The American Society of Landscape Architects has given the ISU project a Community Service Award of Excellence for creating outdoor classrooms using native Iowa limestone and prairie plants, and a decompression deck for staff at the women’s prison in Mitchellville.
"There is research that suggests that being in a good healthy outdoor environment has the ability to restore your ability to focus," says assistant professor Julie Stevens, who leads the program. "A lot of these women are in intensive treatment programs. And for them to be inside a walled room with almost no naturally lighting for hours and hours, all day long, with no other stimulation, it's really difficult for them to maintain focus. So the ability to be in the outdoor environment, restore that sense of focus and attention, reduce stress, all those things contribute to them being able to make the changes we're hoping that they'll make while they're in prison and that they won't return."
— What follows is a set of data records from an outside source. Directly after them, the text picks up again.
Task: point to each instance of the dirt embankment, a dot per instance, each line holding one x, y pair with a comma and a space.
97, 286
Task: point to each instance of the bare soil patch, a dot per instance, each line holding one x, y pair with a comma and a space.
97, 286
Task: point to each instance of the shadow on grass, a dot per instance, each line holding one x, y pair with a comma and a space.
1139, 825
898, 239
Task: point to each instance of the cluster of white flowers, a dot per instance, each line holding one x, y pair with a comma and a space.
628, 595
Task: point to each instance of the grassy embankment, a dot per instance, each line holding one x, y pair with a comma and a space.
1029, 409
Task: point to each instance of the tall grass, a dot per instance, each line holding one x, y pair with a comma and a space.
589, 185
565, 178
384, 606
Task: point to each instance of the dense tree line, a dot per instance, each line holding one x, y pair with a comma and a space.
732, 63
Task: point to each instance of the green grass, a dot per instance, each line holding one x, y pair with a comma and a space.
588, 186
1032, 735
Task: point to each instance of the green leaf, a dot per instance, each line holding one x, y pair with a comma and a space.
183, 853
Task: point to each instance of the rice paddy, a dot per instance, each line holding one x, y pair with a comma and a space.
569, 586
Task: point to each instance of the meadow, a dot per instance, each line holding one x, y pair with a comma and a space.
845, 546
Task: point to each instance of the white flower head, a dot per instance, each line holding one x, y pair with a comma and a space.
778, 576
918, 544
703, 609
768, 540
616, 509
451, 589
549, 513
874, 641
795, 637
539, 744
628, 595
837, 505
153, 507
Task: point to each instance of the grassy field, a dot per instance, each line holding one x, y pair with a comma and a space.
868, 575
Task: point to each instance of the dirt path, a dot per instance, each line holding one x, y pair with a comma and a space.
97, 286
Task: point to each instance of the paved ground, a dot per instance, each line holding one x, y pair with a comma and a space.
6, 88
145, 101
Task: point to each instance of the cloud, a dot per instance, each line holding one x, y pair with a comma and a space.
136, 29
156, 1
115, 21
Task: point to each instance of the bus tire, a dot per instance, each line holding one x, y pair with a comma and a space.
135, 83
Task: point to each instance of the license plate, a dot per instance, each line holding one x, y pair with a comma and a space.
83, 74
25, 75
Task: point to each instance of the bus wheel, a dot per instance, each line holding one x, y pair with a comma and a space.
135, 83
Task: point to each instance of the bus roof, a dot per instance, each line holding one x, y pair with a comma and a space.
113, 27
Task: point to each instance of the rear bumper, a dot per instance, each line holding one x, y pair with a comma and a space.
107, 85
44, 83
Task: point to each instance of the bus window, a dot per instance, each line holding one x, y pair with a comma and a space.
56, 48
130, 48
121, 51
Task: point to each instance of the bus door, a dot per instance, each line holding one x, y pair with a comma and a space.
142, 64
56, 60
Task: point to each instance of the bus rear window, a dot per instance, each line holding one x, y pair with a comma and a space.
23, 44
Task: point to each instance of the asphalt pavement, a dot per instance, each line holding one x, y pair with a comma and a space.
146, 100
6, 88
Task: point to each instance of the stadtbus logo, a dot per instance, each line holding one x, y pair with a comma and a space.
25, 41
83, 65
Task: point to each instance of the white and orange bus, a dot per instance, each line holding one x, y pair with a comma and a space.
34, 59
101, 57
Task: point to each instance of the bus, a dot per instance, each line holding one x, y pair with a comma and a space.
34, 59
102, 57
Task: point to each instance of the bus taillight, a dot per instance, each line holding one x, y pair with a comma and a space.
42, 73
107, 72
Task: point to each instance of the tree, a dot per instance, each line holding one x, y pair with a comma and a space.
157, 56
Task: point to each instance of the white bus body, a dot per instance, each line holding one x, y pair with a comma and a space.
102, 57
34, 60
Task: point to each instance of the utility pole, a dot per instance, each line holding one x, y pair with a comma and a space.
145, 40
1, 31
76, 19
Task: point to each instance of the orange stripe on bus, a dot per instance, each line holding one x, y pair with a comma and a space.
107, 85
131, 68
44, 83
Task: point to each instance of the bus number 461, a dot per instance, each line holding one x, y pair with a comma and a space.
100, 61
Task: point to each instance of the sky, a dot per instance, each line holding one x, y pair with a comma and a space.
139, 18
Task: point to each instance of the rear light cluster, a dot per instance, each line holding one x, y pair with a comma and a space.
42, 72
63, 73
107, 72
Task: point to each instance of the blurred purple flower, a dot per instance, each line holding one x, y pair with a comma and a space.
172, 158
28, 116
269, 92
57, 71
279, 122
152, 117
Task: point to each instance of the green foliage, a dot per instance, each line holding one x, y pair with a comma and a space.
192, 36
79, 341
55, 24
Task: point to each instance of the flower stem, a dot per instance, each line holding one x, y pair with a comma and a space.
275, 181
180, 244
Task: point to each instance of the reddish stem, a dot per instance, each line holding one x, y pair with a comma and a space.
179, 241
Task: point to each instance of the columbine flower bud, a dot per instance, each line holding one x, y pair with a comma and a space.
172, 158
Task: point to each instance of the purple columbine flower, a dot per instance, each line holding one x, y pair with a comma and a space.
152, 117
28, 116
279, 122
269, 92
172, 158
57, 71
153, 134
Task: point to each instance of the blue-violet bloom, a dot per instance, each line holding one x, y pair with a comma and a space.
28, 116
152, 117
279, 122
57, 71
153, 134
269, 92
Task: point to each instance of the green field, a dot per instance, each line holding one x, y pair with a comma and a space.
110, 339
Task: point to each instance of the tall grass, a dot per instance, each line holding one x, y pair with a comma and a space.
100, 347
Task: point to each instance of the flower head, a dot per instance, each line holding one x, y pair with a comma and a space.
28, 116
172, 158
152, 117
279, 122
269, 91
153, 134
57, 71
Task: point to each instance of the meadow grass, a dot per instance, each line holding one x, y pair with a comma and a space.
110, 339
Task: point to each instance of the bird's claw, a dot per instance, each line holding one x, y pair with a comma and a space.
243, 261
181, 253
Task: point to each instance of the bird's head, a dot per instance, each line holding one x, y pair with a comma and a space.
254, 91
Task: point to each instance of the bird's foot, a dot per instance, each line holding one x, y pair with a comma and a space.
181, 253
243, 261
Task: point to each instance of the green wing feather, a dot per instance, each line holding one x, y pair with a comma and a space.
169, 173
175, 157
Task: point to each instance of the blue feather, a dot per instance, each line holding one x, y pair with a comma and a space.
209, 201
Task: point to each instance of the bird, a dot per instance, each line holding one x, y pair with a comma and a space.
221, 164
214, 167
In addition to the classrooms and decompression area, the program has also created healing and vegetable gardens, where students and inmates planted beans, tomatoes, and potatoes.
Stevens hopes to implement a mother-child gardening program, for inmates who are parents. The program is also creating surveys for the inmates, staff and correctional officers to measure the impact of the outdoor space.
"Our partnership with ISU has far exceeded any expectation I envisioned," says ICIW Warden Patti Wachtendorf in an emailed statement. "We’ve seen an improvement in the women’s attitudes while enjoying the outdoor areas. Staff also appreciate the area the students built for them to 'decompress' from a stressful work environment."*
It's not just people who live and work at the Mitchellville prison who are benefiting. Stevens says her students have grown both professionally and personally through their work at the correctional facility.
"They're talking and working side-by-side with people who have grown up very different from how they have. They haven't had the same privileges." says Stevens. "They realize that they're just people like everybody else and they've made some bad decisions. But that doesn't mean they don't deserve a healthier environment or an opportunity to improve their own environment."
The ISU student project is one of 23 honored by the ASLA. Winning entries will be featured in the October issue of Landscape Architecture Magazine.
*This post has been updated with Warden Patti Wachtendorf's quote. (10/02/2015)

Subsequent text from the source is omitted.